El coordinador del Área de Derechos Territoriales de ese organismo, Neftalí Reyes Méndez, sostuvo que las comunidades indígenas han sido históricamente olvidadas por las instituciones de salud pública, provocando la violación sistemática de su derecho a la salud, pero ahora frente al coronavirus se encuentran en especial vulnerabilidad.
"Además de la carencia de infraestructura, personal médico y abasto continuo de medicamentos, se suma la discriminación institucional y la falta de un enfoque preventivo culturalmente adecuado y asequible a las comunidades, así como la falta de un monitoreo adecuado a los migrantes que regresan a sus comunidades", asentó.
Subrayó que la falta de acceso a fuentes de empleo digno hace dependientes a las comunidades del comercio y del empleo informal, así como de las remesas de los migrantes en Estados Unidos.
"Pues, si bien existen comunidades que cuentan con sus propios sistemas de producción, circulación y almacenaje de productos para autoconsumo, hay otras en las que lo producido es insuficiente y dependen de la compra de granos básicos en esta temporada del año en la que están iniciando su nuevo ciclo de siembra", afirmó.

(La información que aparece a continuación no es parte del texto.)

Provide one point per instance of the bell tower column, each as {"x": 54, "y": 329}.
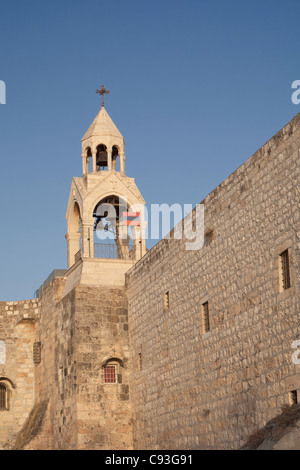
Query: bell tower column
{"x": 122, "y": 162}
{"x": 84, "y": 165}
{"x": 73, "y": 247}
{"x": 109, "y": 158}
{"x": 87, "y": 250}
{"x": 94, "y": 165}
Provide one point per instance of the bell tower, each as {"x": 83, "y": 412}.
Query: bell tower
{"x": 105, "y": 214}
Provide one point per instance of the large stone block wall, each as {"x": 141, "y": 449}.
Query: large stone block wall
{"x": 18, "y": 332}
{"x": 56, "y": 373}
{"x": 103, "y": 410}
{"x": 79, "y": 333}
{"x": 191, "y": 389}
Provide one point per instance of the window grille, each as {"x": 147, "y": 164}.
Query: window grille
{"x": 37, "y": 352}
{"x": 285, "y": 270}
{"x": 167, "y": 300}
{"x": 205, "y": 311}
{"x": 110, "y": 374}
{"x": 4, "y": 398}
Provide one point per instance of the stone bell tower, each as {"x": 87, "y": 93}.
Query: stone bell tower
{"x": 105, "y": 214}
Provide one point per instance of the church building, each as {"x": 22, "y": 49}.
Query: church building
{"x": 167, "y": 348}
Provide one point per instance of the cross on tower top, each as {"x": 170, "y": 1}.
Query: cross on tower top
{"x": 102, "y": 92}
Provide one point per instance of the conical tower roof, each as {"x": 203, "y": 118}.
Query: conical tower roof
{"x": 102, "y": 126}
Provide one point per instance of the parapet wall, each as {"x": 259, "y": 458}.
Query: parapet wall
{"x": 18, "y": 332}
{"x": 192, "y": 389}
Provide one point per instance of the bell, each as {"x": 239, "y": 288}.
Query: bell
{"x": 101, "y": 159}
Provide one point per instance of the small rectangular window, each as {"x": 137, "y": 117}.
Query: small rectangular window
{"x": 110, "y": 374}
{"x": 167, "y": 300}
{"x": 37, "y": 352}
{"x": 140, "y": 361}
{"x": 205, "y": 314}
{"x": 4, "y": 397}
{"x": 293, "y": 397}
{"x": 285, "y": 280}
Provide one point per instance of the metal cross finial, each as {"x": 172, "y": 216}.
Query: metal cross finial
{"x": 102, "y": 92}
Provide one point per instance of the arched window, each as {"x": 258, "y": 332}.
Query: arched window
{"x": 114, "y": 156}
{"x": 112, "y": 370}
{"x": 4, "y": 397}
{"x": 110, "y": 374}
{"x": 2, "y": 352}
{"x": 101, "y": 157}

Por esto, requirió al gobierno federal establecer un mecanismo de atención integral inmediata a comunidades indígenas para la prevención y atención del COVID 19, en coordinación con organizaciones de la sociedad civil.

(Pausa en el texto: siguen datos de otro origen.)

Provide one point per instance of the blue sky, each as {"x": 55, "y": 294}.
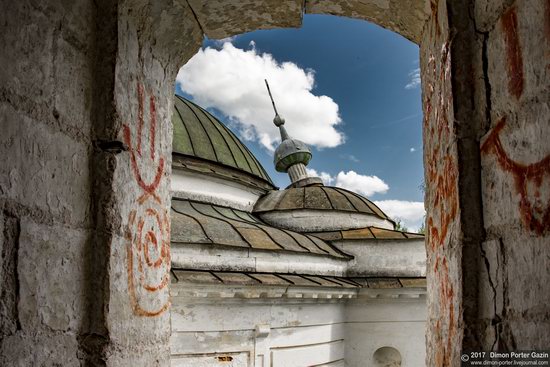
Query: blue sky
{"x": 369, "y": 124}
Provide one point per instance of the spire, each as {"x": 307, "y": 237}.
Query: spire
{"x": 292, "y": 155}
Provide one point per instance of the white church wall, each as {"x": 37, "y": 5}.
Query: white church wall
{"x": 376, "y": 323}
{"x": 201, "y": 257}
{"x": 306, "y": 220}
{"x": 256, "y": 332}
{"x": 398, "y": 258}
{"x": 210, "y": 189}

Solicitó atender de manera adecuada y suficiente a los migrantes que regresan a sus comunidades, incluyendo el establecimiento de protocolos y espacios-albergues acondicionados para la cuarentena, brindando información en su lengua materna sobre los cuidados y medidas de seguridad que deben tener al llegar a sus hogares;
Requirió implementar un apoyo monetario, directo, mensual y no condicionado, o renta básica, por lo menos durante los tres meses que durará la crisis más inmediata, con posibilidad de extenderlo a cinco meses;
Reyes Méndez también pidió la apertura de un espacio de diálogo y colaboración con la sociedad civil, que permita enfrentar esta crisis desde múltiples lugares, con la intención de colaborar de manera solidaria frente a la emergencia sanitaria.